The West is having a second thought about the change. They are worried that radical Islamic regimes could replace aging dictators and turn hostile to the west. I am sure the western governments are trying to shape the events in North Africa. People never learn. Such interventions will only make the new regimes there more hostile to the west.

Would the revolution spread to Arabia and the Middle East? That would have a big impact ton us through the oil market. The oil rich countries have had the money to buy off their youth. They may be unemployed but are not starving. Hence, they are less motivated to act. Some like Jordan don't have the financial resource to buy off their people. The revolution is distinctly possible.
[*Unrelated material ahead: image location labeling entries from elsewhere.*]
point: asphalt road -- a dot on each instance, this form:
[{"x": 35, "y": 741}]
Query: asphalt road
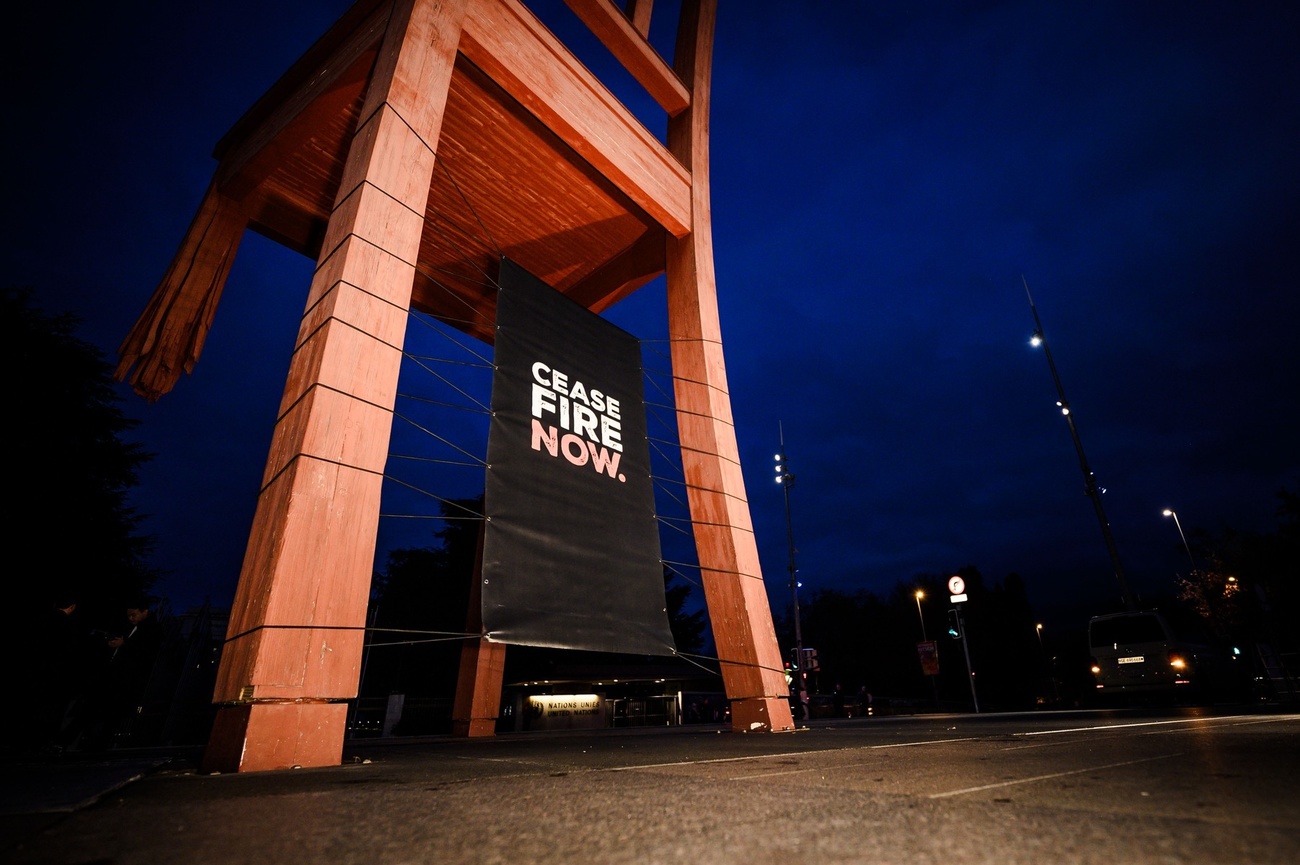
[{"x": 1186, "y": 786}]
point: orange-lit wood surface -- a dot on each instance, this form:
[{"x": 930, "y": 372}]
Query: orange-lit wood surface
[{"x": 406, "y": 151}]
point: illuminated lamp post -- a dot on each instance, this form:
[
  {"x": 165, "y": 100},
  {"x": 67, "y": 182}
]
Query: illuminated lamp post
[
  {"x": 934, "y": 682},
  {"x": 1169, "y": 511},
  {"x": 785, "y": 478},
  {"x": 1090, "y": 480}
]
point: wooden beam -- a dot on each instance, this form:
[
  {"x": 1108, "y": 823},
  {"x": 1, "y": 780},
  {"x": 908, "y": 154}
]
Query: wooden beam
[
  {"x": 294, "y": 643},
  {"x": 633, "y": 51},
  {"x": 710, "y": 455},
  {"x": 302, "y": 94},
  {"x": 516, "y": 51}
]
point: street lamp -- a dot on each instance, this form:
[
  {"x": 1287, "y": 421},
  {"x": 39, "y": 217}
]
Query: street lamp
[
  {"x": 1170, "y": 513},
  {"x": 1090, "y": 480},
  {"x": 785, "y": 478}
]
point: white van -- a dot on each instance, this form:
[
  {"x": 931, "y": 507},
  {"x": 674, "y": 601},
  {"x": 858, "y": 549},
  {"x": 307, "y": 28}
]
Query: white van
[{"x": 1140, "y": 653}]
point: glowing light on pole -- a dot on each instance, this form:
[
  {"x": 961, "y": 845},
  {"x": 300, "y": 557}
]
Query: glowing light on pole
[
  {"x": 1090, "y": 480},
  {"x": 1169, "y": 511},
  {"x": 785, "y": 478}
]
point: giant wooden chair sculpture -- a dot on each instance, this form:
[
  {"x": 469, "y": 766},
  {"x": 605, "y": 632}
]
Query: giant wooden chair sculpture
[{"x": 537, "y": 161}]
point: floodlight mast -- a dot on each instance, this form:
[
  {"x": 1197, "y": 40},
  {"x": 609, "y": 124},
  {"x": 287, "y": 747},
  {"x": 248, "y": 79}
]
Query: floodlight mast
[{"x": 1090, "y": 480}]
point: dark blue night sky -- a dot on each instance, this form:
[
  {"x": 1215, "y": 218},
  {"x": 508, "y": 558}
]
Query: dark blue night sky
[{"x": 883, "y": 176}]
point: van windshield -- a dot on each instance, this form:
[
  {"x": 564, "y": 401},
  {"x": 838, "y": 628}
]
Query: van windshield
[{"x": 1126, "y": 628}]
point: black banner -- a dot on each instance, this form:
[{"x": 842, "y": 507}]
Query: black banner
[{"x": 571, "y": 550}]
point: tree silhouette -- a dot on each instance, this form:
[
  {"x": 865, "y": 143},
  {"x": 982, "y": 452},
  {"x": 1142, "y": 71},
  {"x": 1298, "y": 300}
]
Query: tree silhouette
[{"x": 70, "y": 467}]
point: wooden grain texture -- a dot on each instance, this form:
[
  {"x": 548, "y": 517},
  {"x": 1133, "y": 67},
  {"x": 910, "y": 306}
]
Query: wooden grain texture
[
  {"x": 724, "y": 537},
  {"x": 298, "y": 618},
  {"x": 508, "y": 43},
  {"x": 629, "y": 46}
]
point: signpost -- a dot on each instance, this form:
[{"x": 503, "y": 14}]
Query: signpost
[{"x": 957, "y": 588}]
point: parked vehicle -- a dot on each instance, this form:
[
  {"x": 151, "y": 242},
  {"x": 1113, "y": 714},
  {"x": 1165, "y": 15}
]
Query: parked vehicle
[{"x": 1140, "y": 653}]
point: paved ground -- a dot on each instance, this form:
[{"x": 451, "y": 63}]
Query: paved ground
[{"x": 1049, "y": 787}]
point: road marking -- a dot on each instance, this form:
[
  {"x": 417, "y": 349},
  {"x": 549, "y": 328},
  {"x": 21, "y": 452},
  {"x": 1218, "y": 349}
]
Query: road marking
[
  {"x": 1123, "y": 726},
  {"x": 928, "y": 742},
  {"x": 792, "y": 753},
  {"x": 1058, "y": 774}
]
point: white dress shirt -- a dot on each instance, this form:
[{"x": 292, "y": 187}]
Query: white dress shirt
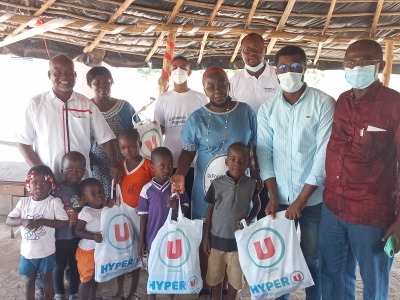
[
  {"x": 44, "y": 127},
  {"x": 248, "y": 89}
]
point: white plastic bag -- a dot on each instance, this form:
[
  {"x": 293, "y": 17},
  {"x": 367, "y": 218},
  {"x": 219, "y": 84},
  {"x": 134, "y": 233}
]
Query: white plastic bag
[
  {"x": 173, "y": 264},
  {"x": 271, "y": 258},
  {"x": 150, "y": 135},
  {"x": 117, "y": 254}
]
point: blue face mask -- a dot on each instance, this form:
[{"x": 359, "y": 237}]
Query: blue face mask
[{"x": 361, "y": 77}]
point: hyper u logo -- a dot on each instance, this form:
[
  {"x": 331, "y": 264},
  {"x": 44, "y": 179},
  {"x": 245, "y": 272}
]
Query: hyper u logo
[
  {"x": 119, "y": 232},
  {"x": 174, "y": 249},
  {"x": 265, "y": 247}
]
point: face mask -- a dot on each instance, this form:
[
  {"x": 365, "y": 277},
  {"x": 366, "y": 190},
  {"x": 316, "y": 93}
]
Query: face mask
[
  {"x": 179, "y": 75},
  {"x": 256, "y": 68},
  {"x": 361, "y": 77},
  {"x": 291, "y": 82}
]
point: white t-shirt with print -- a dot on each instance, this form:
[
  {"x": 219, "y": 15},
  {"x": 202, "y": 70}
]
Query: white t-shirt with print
[
  {"x": 171, "y": 111},
  {"x": 92, "y": 217},
  {"x": 39, "y": 243}
]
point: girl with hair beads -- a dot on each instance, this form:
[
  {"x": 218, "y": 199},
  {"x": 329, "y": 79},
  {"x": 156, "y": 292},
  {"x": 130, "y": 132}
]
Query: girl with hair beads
[
  {"x": 38, "y": 215},
  {"x": 88, "y": 228}
]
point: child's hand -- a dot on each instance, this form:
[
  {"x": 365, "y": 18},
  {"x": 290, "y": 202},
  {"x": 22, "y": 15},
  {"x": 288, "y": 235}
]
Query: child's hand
[
  {"x": 173, "y": 201},
  {"x": 141, "y": 250},
  {"x": 98, "y": 238},
  {"x": 207, "y": 245},
  {"x": 110, "y": 202}
]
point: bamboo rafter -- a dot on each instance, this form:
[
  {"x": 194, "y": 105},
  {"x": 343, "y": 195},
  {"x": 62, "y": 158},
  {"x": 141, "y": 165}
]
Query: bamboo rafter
[
  {"x": 328, "y": 20},
  {"x": 211, "y": 19},
  {"x": 112, "y": 20},
  {"x": 246, "y": 26},
  {"x": 282, "y": 22},
  {"x": 376, "y": 17},
  {"x": 171, "y": 19}
]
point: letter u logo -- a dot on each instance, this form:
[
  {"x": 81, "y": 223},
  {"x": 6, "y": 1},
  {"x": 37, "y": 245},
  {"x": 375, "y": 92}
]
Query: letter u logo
[
  {"x": 270, "y": 249},
  {"x": 178, "y": 249},
  {"x": 151, "y": 145},
  {"x": 118, "y": 236}
]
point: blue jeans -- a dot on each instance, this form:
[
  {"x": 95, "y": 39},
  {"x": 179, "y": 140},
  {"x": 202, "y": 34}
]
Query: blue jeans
[
  {"x": 309, "y": 228},
  {"x": 344, "y": 244}
]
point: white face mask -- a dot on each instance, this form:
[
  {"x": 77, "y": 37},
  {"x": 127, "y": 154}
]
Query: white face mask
[
  {"x": 256, "y": 68},
  {"x": 361, "y": 77},
  {"x": 291, "y": 82},
  {"x": 179, "y": 75}
]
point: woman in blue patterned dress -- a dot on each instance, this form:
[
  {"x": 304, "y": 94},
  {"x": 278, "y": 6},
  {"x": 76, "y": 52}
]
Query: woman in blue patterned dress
[{"x": 117, "y": 113}]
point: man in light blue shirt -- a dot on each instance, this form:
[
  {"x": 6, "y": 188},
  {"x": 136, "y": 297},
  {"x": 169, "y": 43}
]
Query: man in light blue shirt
[{"x": 293, "y": 131}]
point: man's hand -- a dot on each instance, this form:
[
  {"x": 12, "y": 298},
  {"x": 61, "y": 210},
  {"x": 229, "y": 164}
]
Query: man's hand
[
  {"x": 255, "y": 173},
  {"x": 394, "y": 230},
  {"x": 32, "y": 224},
  {"x": 177, "y": 184},
  {"x": 272, "y": 207},
  {"x": 98, "y": 238},
  {"x": 116, "y": 173},
  {"x": 294, "y": 210},
  {"x": 207, "y": 245}
]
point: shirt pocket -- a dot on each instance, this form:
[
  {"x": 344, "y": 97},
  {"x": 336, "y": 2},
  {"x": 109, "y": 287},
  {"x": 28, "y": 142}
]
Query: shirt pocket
[{"x": 79, "y": 127}]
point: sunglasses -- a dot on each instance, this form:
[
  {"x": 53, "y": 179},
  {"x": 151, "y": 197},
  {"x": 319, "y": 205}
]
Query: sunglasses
[{"x": 295, "y": 67}]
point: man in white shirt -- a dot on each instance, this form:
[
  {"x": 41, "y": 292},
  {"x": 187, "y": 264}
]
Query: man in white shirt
[
  {"x": 174, "y": 107},
  {"x": 60, "y": 121},
  {"x": 255, "y": 84}
]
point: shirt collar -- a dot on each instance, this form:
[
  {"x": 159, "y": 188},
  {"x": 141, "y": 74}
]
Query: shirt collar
[
  {"x": 160, "y": 187},
  {"x": 264, "y": 73},
  {"x": 370, "y": 94},
  {"x": 302, "y": 97},
  {"x": 54, "y": 96}
]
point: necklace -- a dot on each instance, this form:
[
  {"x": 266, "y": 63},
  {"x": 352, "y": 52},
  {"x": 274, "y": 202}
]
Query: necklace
[{"x": 225, "y": 131}]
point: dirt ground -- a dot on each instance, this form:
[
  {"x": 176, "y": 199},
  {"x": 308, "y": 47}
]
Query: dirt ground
[{"x": 11, "y": 283}]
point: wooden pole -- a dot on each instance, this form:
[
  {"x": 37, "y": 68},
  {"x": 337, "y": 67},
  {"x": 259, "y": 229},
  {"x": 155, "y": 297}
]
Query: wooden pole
[
  {"x": 388, "y": 58},
  {"x": 168, "y": 56}
]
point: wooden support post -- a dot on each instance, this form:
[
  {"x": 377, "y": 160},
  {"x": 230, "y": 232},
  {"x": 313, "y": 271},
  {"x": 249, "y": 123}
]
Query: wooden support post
[
  {"x": 168, "y": 56},
  {"x": 388, "y": 58}
]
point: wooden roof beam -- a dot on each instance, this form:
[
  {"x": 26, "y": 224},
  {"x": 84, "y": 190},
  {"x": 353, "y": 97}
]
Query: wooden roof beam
[
  {"x": 282, "y": 22},
  {"x": 376, "y": 17},
  {"x": 112, "y": 20},
  {"x": 328, "y": 20},
  {"x": 246, "y": 26},
  {"x": 171, "y": 19},
  {"x": 204, "y": 40},
  {"x": 38, "y": 13}
]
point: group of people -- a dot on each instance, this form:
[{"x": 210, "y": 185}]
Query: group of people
[{"x": 263, "y": 137}]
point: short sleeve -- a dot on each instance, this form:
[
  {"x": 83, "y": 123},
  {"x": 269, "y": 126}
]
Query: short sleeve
[
  {"x": 84, "y": 215},
  {"x": 26, "y": 133},
  {"x": 184, "y": 199},
  {"x": 188, "y": 134},
  {"x": 99, "y": 127},
  {"x": 159, "y": 116},
  {"x": 17, "y": 211},
  {"x": 143, "y": 206},
  {"x": 210, "y": 195},
  {"x": 59, "y": 212}
]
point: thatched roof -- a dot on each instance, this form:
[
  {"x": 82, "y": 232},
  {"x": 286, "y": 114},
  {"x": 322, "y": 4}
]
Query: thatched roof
[{"x": 207, "y": 31}]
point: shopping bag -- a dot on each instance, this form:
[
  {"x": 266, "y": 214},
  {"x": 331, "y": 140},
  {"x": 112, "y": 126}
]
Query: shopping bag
[
  {"x": 271, "y": 258},
  {"x": 117, "y": 253},
  {"x": 150, "y": 136},
  {"x": 173, "y": 264}
]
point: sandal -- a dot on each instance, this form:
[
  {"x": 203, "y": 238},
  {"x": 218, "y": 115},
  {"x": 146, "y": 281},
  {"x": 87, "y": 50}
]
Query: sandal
[{"x": 205, "y": 292}]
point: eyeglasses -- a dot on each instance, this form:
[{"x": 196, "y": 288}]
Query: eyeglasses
[
  {"x": 362, "y": 63},
  {"x": 221, "y": 86},
  {"x": 295, "y": 67},
  {"x": 255, "y": 49}
]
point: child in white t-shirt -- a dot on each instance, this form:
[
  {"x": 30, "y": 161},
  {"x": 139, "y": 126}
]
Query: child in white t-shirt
[
  {"x": 88, "y": 228},
  {"x": 38, "y": 217}
]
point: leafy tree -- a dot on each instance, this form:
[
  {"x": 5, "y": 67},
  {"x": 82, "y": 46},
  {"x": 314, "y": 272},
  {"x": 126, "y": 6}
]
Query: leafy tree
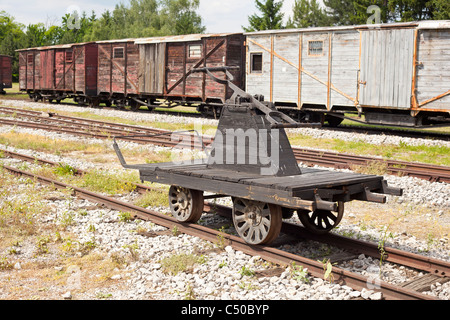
[
  {"x": 343, "y": 13},
  {"x": 440, "y": 9},
  {"x": 181, "y": 17},
  {"x": 411, "y": 10},
  {"x": 272, "y": 17},
  {"x": 307, "y": 13}
]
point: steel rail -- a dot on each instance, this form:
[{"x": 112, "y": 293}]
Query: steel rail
[
  {"x": 428, "y": 172},
  {"x": 315, "y": 268},
  {"x": 431, "y": 265}
]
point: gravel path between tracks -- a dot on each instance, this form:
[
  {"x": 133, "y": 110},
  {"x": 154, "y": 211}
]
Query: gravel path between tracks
[{"x": 99, "y": 256}]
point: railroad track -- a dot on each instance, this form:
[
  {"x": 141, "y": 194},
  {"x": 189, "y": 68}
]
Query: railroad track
[
  {"x": 105, "y": 130},
  {"x": 437, "y": 269}
]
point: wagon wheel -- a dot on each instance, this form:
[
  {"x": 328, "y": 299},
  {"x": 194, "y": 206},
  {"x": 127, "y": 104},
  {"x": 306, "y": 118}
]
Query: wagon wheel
[
  {"x": 256, "y": 222},
  {"x": 134, "y": 105},
  {"x": 321, "y": 221},
  {"x": 186, "y": 204}
]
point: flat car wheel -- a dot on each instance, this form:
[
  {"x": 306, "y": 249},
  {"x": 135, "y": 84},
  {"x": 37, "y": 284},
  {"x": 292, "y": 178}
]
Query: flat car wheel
[
  {"x": 256, "y": 222},
  {"x": 321, "y": 221},
  {"x": 186, "y": 204}
]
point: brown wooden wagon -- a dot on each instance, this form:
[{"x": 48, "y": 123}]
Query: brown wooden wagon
[
  {"x": 5, "y": 73},
  {"x": 157, "y": 71},
  {"x": 59, "y": 72},
  {"x": 258, "y": 170}
]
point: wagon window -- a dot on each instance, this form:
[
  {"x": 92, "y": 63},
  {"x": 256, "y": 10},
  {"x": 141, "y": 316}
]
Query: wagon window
[
  {"x": 118, "y": 53},
  {"x": 195, "y": 51},
  {"x": 315, "y": 48},
  {"x": 69, "y": 55},
  {"x": 256, "y": 62}
]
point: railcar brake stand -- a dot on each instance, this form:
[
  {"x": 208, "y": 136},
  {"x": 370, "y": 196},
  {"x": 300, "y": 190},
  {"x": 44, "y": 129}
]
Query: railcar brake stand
[{"x": 251, "y": 160}]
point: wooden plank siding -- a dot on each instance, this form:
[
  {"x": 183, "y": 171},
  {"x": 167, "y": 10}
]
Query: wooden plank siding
[
  {"x": 386, "y": 68},
  {"x": 118, "y": 74},
  {"x": 293, "y": 75},
  {"x": 433, "y": 69},
  {"x": 67, "y": 69},
  {"x": 400, "y": 66},
  {"x": 170, "y": 75},
  {"x": 5, "y": 71},
  {"x": 152, "y": 68}
]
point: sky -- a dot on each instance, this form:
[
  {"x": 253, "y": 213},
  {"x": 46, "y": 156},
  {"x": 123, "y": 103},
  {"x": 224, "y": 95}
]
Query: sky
[{"x": 218, "y": 15}]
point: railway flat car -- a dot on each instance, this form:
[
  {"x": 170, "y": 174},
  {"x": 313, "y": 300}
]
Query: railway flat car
[
  {"x": 59, "y": 72},
  {"x": 395, "y": 74},
  {"x": 251, "y": 161},
  {"x": 5, "y": 73}
]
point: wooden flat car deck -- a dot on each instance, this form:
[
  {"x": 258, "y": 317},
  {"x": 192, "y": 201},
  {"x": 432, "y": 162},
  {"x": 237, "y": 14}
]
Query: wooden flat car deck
[{"x": 312, "y": 189}]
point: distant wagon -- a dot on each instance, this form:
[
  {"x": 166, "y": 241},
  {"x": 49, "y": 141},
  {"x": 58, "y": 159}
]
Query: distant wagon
[
  {"x": 60, "y": 72},
  {"x": 5, "y": 73},
  {"x": 394, "y": 74}
]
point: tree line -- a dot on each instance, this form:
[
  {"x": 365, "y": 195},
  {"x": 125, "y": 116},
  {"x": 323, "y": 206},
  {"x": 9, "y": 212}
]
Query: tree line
[
  {"x": 138, "y": 18},
  {"x": 148, "y": 18}
]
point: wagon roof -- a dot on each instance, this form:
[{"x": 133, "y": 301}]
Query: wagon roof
[{"x": 428, "y": 24}]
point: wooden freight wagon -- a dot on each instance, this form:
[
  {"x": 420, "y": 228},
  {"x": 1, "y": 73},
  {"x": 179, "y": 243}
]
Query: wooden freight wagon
[
  {"x": 166, "y": 66},
  {"x": 5, "y": 73},
  {"x": 118, "y": 63},
  {"x": 59, "y": 72},
  {"x": 392, "y": 73}
]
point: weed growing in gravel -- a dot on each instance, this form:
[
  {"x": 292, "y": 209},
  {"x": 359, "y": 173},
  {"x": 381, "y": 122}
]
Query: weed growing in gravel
[
  {"x": 98, "y": 181},
  {"x": 5, "y": 264},
  {"x": 125, "y": 216},
  {"x": 246, "y": 271},
  {"x": 299, "y": 273},
  {"x": 153, "y": 198},
  {"x": 65, "y": 170}
]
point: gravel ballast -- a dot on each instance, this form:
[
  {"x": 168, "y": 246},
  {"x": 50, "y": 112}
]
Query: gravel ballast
[{"x": 222, "y": 272}]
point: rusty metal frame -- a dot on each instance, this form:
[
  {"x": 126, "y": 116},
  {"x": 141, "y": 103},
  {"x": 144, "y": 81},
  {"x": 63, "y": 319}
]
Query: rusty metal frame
[{"x": 300, "y": 68}]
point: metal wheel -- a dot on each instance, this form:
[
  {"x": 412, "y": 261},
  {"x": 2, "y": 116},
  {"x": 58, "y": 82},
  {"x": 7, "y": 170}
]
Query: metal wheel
[
  {"x": 256, "y": 222},
  {"x": 321, "y": 221},
  {"x": 186, "y": 204}
]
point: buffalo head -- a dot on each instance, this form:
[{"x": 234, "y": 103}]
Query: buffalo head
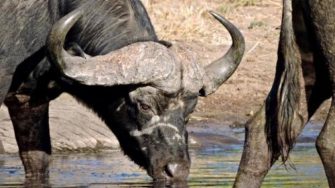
[{"x": 155, "y": 89}]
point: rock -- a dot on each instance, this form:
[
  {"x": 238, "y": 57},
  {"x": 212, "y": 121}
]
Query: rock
[{"x": 72, "y": 127}]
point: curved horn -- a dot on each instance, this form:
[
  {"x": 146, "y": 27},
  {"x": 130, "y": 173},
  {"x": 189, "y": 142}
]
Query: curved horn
[
  {"x": 221, "y": 69},
  {"x": 139, "y": 63},
  {"x": 56, "y": 38}
]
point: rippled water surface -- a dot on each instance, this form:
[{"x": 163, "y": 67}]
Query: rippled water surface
[{"x": 214, "y": 164}]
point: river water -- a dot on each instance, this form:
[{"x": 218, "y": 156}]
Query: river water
[{"x": 214, "y": 164}]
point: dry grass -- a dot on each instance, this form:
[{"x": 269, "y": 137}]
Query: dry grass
[{"x": 189, "y": 20}]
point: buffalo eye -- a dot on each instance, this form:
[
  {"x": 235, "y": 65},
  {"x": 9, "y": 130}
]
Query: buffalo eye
[{"x": 144, "y": 107}]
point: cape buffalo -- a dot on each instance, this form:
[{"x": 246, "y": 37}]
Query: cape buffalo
[
  {"x": 106, "y": 54},
  {"x": 306, "y": 50}
]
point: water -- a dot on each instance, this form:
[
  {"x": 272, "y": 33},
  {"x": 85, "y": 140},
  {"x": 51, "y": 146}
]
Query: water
[{"x": 214, "y": 164}]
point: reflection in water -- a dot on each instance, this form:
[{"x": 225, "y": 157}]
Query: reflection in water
[{"x": 214, "y": 164}]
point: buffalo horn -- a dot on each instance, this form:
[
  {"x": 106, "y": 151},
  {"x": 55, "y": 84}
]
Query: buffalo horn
[{"x": 221, "y": 69}]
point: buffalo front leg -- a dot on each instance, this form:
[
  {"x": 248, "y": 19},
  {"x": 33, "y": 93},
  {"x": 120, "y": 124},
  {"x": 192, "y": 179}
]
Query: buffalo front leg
[
  {"x": 325, "y": 145},
  {"x": 31, "y": 129},
  {"x": 256, "y": 157},
  {"x": 323, "y": 16}
]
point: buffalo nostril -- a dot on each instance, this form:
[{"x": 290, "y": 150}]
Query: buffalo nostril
[{"x": 171, "y": 169}]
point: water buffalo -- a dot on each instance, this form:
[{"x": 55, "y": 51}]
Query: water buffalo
[
  {"x": 106, "y": 54},
  {"x": 306, "y": 50}
]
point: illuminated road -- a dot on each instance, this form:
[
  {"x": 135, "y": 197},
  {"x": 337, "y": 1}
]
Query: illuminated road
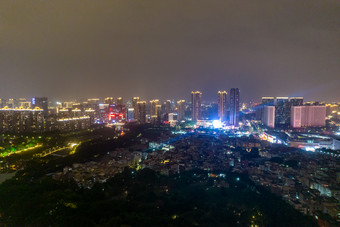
[
  {"x": 17, "y": 152},
  {"x": 51, "y": 152}
]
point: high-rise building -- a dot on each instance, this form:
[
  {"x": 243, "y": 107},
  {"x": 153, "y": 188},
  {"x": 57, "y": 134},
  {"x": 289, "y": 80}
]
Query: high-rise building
[
  {"x": 266, "y": 101},
  {"x": 269, "y": 116},
  {"x": 21, "y": 120},
  {"x": 156, "y": 118},
  {"x": 153, "y": 105},
  {"x": 141, "y": 111},
  {"x": 296, "y": 101},
  {"x": 282, "y": 111},
  {"x": 109, "y": 100},
  {"x": 222, "y": 105},
  {"x": 168, "y": 106},
  {"x": 308, "y": 116},
  {"x": 234, "y": 106},
  {"x": 181, "y": 110},
  {"x": 42, "y": 103},
  {"x": 196, "y": 100},
  {"x": 120, "y": 102},
  {"x": 134, "y": 106}
]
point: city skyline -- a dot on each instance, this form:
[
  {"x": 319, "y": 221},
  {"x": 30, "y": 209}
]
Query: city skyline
[{"x": 80, "y": 50}]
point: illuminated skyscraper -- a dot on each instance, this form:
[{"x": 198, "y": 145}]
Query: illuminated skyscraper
[
  {"x": 196, "y": 100},
  {"x": 234, "y": 106},
  {"x": 222, "y": 105},
  {"x": 168, "y": 106},
  {"x": 42, "y": 103},
  {"x": 119, "y": 101},
  {"x": 269, "y": 116},
  {"x": 109, "y": 100},
  {"x": 308, "y": 116},
  {"x": 296, "y": 101},
  {"x": 153, "y": 105},
  {"x": 134, "y": 106},
  {"x": 181, "y": 110},
  {"x": 141, "y": 111},
  {"x": 282, "y": 111}
]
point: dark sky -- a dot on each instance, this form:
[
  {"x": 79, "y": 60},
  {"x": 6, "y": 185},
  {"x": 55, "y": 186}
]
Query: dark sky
[{"x": 165, "y": 49}]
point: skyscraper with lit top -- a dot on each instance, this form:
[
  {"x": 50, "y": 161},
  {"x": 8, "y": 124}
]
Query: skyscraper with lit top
[
  {"x": 234, "y": 106},
  {"x": 222, "y": 105},
  {"x": 196, "y": 100}
]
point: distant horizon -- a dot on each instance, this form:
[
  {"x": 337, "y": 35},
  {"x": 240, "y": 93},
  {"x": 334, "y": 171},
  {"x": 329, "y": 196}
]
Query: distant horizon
[
  {"x": 166, "y": 49},
  {"x": 204, "y": 100}
]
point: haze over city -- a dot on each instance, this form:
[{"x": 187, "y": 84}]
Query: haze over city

If the revolution does spread to oil rich countries, the oil price could spike like nothing we have seen before. One grievance from the revolution is surely about 'low' oil price, because these governments have to keep the price low in exchange for the US's military protection.

Even if oil producing countries are not affected, the rising risk to their stability will increase oil price anyway. The Fed's zero interest rate doesn't give people a good reason not to push up oil price. This risk gives people an added incentive to buy oil.

Inflation is shaping the world this year. Central banks pumped money to fuel asset bubbles in the decade before 2007 and pumped more money to ease the pain from their bursting. The inflation seeds they sowed are sprouting everywhere. The consequences can be catastrophic.

I still think that the world would experience another crisis in late 2012. The trigger would be either a collapse of the US treasury market or an inflation-induced hard landing in the emerging economies. The political events in the Arab World point to another possibility: surging oil price could sink us all earlier.